If your home is your castle, just imagine how important it will be to you in retirement when you are spending a lot more time there. That’s the thought I had the other day when I took a good look around my humble abode and wondered whether it would suit me heading into my golden years.
Heaven knows I have spent a lot of time, energy and money fixing up my current home. Is it Casa Loma? Well no, but the closest thing I will probably come to a castle on my budget. At any rate, I haven’t really had much time to spend there thanks to my busy work schedule and other demands.
For the last 15 years I have tackled a variety of renovation projects making my 1950s circa house the perfect shelter from the storm. A place I could escape to — retreat from life for a brief while.
But did I do the right renovations that will properly see me into retirement?
Like most people, you don’t want to be hit with heavy duty renovations and expenses in your retirement. I am happy to share my “to do” list of home renovation considerations with you, so that you can tackle them now to ensure that you wind up with a comfortable, liveable and relatively worry-free nest into your retirement years.
Deborah’s retirement reno checklist:
- Need a new roof? Notice any leaks or water damage to your home’s ceilings? Are your soffits, fascia and eavestroughs in working order?
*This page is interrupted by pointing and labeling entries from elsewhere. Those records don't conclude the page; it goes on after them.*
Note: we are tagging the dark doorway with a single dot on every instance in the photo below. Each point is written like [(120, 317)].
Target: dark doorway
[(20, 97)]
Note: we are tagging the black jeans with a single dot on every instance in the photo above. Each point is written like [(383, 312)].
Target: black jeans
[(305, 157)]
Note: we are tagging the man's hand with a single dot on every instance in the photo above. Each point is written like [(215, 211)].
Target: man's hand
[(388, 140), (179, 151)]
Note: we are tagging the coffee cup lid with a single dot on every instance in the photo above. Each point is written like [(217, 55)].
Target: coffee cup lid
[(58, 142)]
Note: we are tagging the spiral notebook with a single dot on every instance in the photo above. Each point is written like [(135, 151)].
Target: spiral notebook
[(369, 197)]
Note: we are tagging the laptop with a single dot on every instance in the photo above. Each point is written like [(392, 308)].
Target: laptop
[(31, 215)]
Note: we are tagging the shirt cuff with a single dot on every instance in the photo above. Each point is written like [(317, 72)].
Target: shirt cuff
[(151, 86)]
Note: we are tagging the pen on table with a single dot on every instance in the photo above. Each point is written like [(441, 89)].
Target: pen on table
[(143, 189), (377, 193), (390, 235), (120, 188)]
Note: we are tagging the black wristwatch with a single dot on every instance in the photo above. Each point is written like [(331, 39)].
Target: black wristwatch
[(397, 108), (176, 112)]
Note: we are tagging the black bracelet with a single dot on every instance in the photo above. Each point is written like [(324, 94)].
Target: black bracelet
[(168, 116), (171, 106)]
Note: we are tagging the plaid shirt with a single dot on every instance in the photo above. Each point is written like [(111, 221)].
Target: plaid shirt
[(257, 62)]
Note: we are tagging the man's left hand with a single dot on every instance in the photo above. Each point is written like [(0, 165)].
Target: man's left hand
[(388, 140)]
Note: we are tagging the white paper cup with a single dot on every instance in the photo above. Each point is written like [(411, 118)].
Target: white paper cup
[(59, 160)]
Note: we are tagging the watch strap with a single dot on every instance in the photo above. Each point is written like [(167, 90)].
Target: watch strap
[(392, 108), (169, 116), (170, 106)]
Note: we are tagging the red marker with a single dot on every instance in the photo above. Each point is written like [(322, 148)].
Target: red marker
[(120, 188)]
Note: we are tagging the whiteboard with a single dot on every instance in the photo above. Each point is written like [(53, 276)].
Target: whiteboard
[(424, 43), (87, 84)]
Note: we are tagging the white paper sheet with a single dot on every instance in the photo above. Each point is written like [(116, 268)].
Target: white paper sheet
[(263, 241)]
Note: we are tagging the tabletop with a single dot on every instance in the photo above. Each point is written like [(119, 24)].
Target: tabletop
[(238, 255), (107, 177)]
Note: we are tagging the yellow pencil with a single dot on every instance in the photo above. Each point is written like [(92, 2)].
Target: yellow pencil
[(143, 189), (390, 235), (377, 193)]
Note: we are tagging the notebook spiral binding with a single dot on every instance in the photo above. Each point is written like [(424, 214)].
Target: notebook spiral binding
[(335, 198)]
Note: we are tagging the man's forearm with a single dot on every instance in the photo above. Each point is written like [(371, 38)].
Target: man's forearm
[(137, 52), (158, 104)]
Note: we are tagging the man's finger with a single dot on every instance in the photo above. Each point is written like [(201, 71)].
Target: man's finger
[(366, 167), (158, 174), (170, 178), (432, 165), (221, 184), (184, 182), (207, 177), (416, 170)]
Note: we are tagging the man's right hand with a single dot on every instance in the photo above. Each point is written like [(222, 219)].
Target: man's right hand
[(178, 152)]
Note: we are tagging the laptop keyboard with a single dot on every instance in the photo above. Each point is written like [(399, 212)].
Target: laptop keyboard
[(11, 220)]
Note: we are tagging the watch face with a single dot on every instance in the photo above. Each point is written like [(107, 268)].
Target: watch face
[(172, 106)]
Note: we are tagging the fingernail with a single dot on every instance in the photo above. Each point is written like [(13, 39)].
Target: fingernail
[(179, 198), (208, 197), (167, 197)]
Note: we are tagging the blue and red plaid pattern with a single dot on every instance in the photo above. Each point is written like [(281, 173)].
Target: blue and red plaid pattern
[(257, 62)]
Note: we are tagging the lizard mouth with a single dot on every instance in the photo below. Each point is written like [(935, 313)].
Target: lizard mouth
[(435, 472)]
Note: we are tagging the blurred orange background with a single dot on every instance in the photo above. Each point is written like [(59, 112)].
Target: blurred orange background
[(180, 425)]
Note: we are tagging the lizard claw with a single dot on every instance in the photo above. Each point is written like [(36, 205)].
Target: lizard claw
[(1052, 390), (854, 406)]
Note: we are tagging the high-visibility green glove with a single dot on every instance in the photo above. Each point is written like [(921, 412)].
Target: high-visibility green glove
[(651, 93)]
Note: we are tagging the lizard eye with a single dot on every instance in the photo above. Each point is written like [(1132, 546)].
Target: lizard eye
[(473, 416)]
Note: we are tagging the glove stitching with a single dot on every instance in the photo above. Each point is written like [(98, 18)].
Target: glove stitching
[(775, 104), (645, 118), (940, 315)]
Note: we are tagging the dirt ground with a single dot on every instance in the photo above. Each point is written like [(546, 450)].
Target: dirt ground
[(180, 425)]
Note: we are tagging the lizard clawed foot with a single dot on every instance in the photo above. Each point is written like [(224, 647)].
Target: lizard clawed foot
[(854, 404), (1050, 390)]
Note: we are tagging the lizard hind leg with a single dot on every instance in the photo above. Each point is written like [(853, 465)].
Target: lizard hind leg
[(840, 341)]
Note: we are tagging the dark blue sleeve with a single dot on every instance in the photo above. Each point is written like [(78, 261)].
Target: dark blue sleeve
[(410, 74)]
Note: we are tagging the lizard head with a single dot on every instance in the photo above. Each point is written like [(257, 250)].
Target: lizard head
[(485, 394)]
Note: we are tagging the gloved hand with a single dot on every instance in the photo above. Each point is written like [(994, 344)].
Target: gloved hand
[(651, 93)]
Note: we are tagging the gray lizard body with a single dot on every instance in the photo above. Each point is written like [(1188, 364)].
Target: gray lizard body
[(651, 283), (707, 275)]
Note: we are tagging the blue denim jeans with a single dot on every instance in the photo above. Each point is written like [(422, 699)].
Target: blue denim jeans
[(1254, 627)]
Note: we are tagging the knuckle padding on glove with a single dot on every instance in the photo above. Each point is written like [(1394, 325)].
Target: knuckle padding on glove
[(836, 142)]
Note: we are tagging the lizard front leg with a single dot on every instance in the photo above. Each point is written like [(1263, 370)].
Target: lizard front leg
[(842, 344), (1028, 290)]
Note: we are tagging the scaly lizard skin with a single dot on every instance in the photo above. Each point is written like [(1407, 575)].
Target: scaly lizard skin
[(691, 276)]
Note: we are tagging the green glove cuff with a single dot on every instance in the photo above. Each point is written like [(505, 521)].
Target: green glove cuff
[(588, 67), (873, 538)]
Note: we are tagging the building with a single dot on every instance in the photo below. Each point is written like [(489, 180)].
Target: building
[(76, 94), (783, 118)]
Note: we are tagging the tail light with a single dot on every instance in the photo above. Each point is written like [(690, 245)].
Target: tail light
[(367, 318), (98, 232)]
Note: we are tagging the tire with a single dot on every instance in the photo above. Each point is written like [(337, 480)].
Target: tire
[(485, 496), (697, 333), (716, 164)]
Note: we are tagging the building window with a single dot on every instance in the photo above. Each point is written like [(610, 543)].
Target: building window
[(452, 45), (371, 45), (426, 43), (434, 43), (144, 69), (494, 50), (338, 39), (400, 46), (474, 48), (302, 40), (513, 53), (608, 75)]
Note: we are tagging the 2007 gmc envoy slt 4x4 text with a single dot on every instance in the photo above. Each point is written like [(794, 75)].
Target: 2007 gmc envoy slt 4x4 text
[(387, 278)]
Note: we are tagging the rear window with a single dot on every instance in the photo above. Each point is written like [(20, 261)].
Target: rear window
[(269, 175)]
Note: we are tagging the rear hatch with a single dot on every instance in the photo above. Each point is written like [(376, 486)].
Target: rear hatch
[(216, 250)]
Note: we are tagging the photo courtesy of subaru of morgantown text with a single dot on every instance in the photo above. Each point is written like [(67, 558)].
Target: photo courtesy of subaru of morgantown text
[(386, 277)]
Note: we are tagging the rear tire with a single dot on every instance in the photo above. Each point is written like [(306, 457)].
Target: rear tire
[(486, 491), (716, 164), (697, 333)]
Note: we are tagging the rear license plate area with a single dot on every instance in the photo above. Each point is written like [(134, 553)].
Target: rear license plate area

I know that’s my new project to tackle this spring.
- Is the grading on your property sloped away from your house as it should be, or is it running towards your home? This is important because you don’t want a leaky basement.
- Have you had a home energy assessment done? This is a professional evaluation of your home’s heating, hot water and ventilation systems, insulation and air leakage. Your home energy assessment report will highlight how your home can be improved to reduce energy costs and improve comfort.
- Have you had your furnace “red-tagged” recently or do you want to avoid this headache by having it repaired or replaced?
- Do you currently live in a house with many stairs and wonder how you will negotiate those stairs if you have arthritis? You may want to consider bungalow or condo living, with everything on one level.
- Take a good look at your kitchen and bathroom. You may wish to consider assistive devices that will make it easier to function in the house and do things that you enjoy.
- Or you may consider remodelling, like putting in a no-step or sit-in shower or creating a more open floor plan in case you need to move around in a wheelchair or walker.
Take stock of the common hazards around your home. It’s important to identify items that will lower your future costs and in turn promote your independence and wellbeing.